Il y a des vérités qui crèvent les yeux, mais que personne n’ose dire. Heureusement, Pierre-Emmanuel Barré est là pour le faire à notre place, avec son humour noir et son ironie cinglante. Dans sa chronique du 24 mai 2026 sur Radio Nova, il a résumé en deux mots ce que des millions de Français pensent tout bas : « Macron = gros nul ». Et quand Barré parle, ce n’est jamais anodin.

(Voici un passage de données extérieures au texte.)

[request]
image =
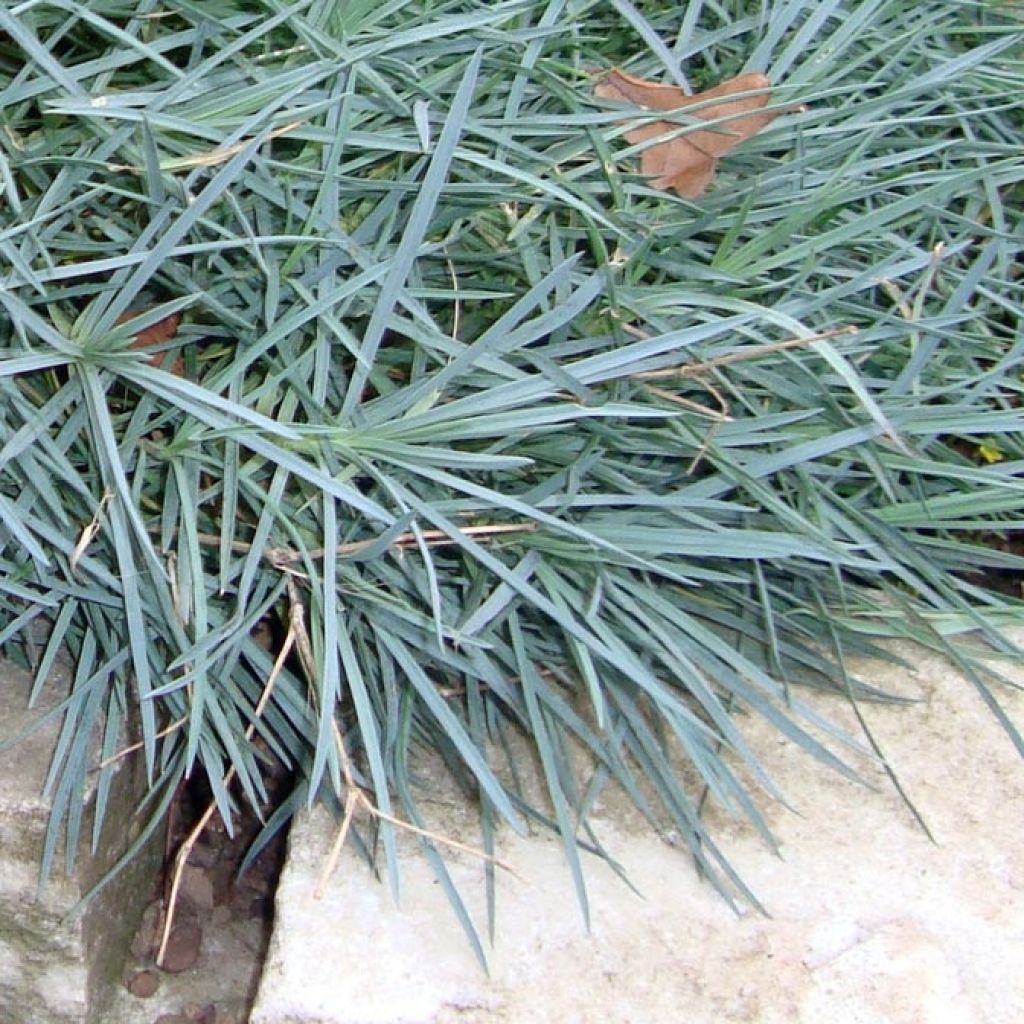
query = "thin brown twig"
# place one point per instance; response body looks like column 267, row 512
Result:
column 137, row 747
column 751, row 352
column 355, row 799
column 186, row 846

L’art de la tautologie politique
Barré a ce talent unique : transformer l’évidence en punchline. Macron, gros nul ? Bien sûr que oui. Mais le génie de Barré, c’est de le démontrer avec une logique implacable, en s’appuyant sur des faits si absurdes qu’ils en deviennent hilarants. Prenez le brevet des collèges, par exemple. Selon Barré, Macron est tellement nul qu’il aurait dû tricher pour l’obtenir. Une exagération ? À peine. Quand on voit le niveau de gestion du pays, on se dit que la blague n’est peut-être pas si loin de la réalité.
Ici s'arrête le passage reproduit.